Stream movie rentals from iTunes to your TV,
stream TV show episodes from iTunes to your TV,
stream movie and TV show purchases from your PC or iPad or iPhone to your TV (Home Sharing)
stream Netflix to your TV,
stream YouTube and Vimeo to your TV,
stream video and audio podcasts to your TV,
stream sports season passes to your TV (MLB, NBA, NHL, . . .)
stream video or audio apps from an iPad, iPhone, iPod touch to your TV (AirPlay)
stream certain games on the iOS device to the TV screen to your TV (AirPlay mirroring)
 

An tv is about streaming video and audio content.

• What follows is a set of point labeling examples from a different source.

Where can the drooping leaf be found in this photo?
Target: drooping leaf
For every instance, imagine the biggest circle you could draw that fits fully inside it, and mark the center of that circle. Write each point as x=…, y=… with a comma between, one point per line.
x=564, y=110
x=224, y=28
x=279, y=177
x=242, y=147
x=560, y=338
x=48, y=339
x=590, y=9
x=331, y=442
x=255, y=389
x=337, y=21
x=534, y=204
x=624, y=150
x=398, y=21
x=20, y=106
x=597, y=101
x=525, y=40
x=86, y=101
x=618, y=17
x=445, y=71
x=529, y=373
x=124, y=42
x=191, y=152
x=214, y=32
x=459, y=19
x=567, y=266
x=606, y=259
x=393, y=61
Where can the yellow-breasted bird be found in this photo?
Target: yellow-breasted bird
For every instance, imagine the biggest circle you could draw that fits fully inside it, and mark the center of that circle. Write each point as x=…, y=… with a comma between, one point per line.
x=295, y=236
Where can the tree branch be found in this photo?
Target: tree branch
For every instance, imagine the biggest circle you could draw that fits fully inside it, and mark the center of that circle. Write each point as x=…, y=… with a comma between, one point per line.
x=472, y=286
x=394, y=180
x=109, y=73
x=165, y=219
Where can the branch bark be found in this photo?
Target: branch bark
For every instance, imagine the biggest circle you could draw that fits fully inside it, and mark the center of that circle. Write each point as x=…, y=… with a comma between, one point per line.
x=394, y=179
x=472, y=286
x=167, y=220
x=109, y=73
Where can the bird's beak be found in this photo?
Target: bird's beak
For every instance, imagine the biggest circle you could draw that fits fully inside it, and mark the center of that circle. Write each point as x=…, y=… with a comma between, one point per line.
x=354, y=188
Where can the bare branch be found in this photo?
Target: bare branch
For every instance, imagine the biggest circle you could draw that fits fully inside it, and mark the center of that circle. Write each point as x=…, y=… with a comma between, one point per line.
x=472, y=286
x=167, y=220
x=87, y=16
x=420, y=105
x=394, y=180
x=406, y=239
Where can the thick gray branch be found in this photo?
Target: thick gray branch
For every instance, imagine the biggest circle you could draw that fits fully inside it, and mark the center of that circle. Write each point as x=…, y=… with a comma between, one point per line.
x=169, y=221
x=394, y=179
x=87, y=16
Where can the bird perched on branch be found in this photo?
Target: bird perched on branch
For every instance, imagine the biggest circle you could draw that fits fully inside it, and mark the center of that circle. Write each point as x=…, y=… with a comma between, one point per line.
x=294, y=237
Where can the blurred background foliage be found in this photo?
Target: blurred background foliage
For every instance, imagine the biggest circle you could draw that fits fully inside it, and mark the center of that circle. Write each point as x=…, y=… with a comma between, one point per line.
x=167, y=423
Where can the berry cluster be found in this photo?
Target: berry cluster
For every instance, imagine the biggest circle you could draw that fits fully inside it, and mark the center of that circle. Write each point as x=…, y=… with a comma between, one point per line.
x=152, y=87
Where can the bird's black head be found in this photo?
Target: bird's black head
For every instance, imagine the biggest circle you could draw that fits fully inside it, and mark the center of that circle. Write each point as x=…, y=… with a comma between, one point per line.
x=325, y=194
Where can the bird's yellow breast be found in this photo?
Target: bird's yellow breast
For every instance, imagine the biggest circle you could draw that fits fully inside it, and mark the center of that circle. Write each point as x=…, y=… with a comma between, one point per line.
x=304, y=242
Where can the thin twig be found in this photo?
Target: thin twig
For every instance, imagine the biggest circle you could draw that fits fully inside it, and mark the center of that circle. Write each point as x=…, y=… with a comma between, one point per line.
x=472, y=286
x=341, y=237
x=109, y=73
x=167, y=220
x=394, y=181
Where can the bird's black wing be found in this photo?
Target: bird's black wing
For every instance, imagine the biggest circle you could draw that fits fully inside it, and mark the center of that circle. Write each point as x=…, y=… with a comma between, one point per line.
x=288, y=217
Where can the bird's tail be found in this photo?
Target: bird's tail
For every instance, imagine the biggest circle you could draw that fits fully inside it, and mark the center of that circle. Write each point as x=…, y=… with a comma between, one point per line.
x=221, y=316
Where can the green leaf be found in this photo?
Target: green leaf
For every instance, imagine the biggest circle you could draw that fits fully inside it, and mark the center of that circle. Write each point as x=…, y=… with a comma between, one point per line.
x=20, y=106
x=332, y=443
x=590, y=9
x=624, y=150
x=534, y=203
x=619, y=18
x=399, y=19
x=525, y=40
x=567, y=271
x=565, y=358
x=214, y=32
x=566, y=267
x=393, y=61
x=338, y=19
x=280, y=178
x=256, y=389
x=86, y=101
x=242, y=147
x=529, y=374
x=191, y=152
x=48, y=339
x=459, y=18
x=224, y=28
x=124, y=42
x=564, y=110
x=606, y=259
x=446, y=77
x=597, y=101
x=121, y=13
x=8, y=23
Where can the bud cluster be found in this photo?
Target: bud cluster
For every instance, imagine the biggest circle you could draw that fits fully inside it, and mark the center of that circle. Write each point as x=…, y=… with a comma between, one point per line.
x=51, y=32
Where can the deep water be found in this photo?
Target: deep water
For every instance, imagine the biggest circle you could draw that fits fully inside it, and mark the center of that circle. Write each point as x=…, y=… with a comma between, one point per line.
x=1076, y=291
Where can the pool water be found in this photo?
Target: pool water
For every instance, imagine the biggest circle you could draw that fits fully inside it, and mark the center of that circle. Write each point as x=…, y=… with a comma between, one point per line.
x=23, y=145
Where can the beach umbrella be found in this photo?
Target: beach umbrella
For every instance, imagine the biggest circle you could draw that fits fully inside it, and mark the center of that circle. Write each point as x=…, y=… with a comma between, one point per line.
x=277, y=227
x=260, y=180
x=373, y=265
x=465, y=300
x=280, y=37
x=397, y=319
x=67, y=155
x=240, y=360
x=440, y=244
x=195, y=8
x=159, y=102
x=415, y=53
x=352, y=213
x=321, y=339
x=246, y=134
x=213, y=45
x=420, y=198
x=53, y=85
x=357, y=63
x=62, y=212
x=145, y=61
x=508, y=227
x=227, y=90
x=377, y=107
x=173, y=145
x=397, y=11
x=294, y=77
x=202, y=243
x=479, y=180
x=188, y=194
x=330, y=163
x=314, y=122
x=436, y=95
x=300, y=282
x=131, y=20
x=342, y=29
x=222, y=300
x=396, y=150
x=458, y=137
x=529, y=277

Stream movie rentals from iTunes to your TV,
stream TV show episodes from iTunes to your TV,
stream movie and TV show purchases from your PC or iPad or iPhone to your TV (Home Sharing)
stream Netflix to your TV,
stream YouTube and Vimeo to your TV,
stream video and audio podcasts to your TV,
stream sports season passes to your TV (MLB, NBA, NHL, . . .)
stream video or audio apps from an iPad, iPhone, iPod touch to your TV (AirPlay)
stream certain games on the iOS device to the TV screen to your TV (AirPlay mirroring)

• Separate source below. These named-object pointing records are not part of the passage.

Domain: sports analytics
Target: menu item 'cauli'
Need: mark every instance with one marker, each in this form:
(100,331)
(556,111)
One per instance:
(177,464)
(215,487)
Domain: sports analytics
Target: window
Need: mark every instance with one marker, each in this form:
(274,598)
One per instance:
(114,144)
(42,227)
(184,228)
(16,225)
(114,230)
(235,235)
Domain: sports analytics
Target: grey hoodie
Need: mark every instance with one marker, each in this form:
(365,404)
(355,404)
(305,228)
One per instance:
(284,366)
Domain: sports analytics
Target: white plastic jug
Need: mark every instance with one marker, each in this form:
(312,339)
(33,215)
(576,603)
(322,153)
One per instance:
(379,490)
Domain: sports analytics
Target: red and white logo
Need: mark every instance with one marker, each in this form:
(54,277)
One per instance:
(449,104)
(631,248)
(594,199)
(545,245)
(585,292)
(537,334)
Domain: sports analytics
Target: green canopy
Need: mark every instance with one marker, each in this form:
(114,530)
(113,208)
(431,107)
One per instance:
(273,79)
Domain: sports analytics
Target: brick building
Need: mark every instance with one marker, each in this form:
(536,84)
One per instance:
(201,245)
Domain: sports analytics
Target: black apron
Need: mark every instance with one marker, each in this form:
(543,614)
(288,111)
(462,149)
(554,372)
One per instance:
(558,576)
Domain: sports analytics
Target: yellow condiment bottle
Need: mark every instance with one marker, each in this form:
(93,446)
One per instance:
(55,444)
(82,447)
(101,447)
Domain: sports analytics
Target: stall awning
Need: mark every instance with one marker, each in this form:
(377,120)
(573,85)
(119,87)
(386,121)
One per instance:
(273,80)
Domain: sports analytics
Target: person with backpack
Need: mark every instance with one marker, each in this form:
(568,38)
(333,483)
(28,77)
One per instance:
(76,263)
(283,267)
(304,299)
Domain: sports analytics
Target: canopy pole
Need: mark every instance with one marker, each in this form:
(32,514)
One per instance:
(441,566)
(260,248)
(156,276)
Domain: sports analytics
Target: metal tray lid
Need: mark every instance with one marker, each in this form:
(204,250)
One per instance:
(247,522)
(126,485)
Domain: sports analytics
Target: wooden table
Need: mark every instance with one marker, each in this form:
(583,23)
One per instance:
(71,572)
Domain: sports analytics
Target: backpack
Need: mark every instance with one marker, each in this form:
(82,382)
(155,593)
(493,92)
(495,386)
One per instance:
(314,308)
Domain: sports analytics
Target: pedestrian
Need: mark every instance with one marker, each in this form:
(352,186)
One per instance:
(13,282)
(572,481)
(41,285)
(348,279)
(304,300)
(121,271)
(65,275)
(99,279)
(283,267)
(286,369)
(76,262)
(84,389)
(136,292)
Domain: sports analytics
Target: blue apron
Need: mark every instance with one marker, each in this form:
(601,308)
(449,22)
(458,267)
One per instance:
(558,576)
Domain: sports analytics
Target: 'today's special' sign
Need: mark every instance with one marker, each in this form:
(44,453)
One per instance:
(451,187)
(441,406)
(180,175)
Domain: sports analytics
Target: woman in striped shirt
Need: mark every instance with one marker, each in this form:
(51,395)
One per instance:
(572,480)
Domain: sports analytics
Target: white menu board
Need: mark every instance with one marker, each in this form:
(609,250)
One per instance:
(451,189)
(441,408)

I can do nearly all of that without Apple TV. If it's on my PC I can throw it over to the TV screen.
 

I can do nearly all of that without Apple TV. If it's on my PC I can throw it over to the TV screen.
Except AirPlay, totally. If you don't mind hauling your computer to the room with the TV and cabling it to the TV when you want to do that.

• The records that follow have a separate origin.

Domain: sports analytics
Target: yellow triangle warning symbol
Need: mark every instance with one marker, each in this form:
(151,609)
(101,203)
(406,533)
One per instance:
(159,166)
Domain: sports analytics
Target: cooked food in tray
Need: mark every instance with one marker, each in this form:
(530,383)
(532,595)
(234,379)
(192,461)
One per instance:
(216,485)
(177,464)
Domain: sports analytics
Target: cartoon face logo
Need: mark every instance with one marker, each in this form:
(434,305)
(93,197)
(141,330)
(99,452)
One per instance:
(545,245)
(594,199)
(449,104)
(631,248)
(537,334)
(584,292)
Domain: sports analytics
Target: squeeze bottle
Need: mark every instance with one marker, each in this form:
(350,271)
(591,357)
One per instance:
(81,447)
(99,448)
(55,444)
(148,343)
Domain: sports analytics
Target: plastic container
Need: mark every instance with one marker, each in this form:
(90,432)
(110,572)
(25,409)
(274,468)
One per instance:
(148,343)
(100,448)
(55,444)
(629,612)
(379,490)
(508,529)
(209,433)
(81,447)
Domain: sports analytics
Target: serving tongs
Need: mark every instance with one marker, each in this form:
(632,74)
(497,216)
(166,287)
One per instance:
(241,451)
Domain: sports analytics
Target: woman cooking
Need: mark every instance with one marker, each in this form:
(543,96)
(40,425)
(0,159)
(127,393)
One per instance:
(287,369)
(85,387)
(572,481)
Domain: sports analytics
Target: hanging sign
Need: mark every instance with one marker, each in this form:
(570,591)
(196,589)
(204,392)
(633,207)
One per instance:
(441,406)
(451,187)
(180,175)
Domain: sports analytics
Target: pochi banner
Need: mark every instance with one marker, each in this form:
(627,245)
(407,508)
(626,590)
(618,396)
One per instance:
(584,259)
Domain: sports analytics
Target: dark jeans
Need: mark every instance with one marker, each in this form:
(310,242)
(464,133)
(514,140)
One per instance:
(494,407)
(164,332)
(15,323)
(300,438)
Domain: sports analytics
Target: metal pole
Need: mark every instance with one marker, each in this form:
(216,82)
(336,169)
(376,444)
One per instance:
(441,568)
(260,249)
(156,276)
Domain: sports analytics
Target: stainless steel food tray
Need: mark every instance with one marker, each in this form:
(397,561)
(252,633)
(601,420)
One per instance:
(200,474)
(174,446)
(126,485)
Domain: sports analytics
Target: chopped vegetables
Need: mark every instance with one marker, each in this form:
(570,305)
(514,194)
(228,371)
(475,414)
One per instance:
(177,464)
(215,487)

Plus, the Apple TV uses a 1/10 of the energy of a single 60W lightbulb and doesn't take up a computer-size amount of physical space.
 

I like the form factor and energy consumption of the Apple TV, but it doesn't have the means to play media off of network shares in my house right?
 

Except AirPlay, totally. If you don't mind hauling your computer to the room with the TV and cabling it to the TV when you want to do that.

They're both in the lounge anyway. And it's a wireless network; no cables involved. All I actually have to do is flip the TV to AV2 on the remote.
 

I like the form factor and energy consumption of the Apple TV, but it doesn't have the means to play media off of network shares in my house right?
Nope. Only media living in an iTunes library on a running PC, or iTunes content streaming from an internet connection.

I've been praying for an update that lets an iTunes library live in a network share. Maybe someday. Just speculation, but it feels like Apple is moving more towards a model where all your content lives in the cloud and the Apple TV would just pull from that.

Just login with your cloud credentials on any Apple device and *boom* you have access to it all no matter where you are, at an Apple TV or at any iOS device or computer with iTunes. No need to a personal storage server. Gives me the willies not having the stuff on my own equipment, I'm controlling that way, but I also like knowing that my stuff isn't at the whims of distractive disasters or thefts.

Bringing it back to Siri, I can see a future A5-powered Apple TV with a mic in the remote powered by Siri. Siri needs an always on internet connection to access the servers that interpret the natural language, and an AppleTV has that. Mmmm.
 

So many things to comment on....

iTV can stream off shares, itunes lib, and from itunes store/icloud.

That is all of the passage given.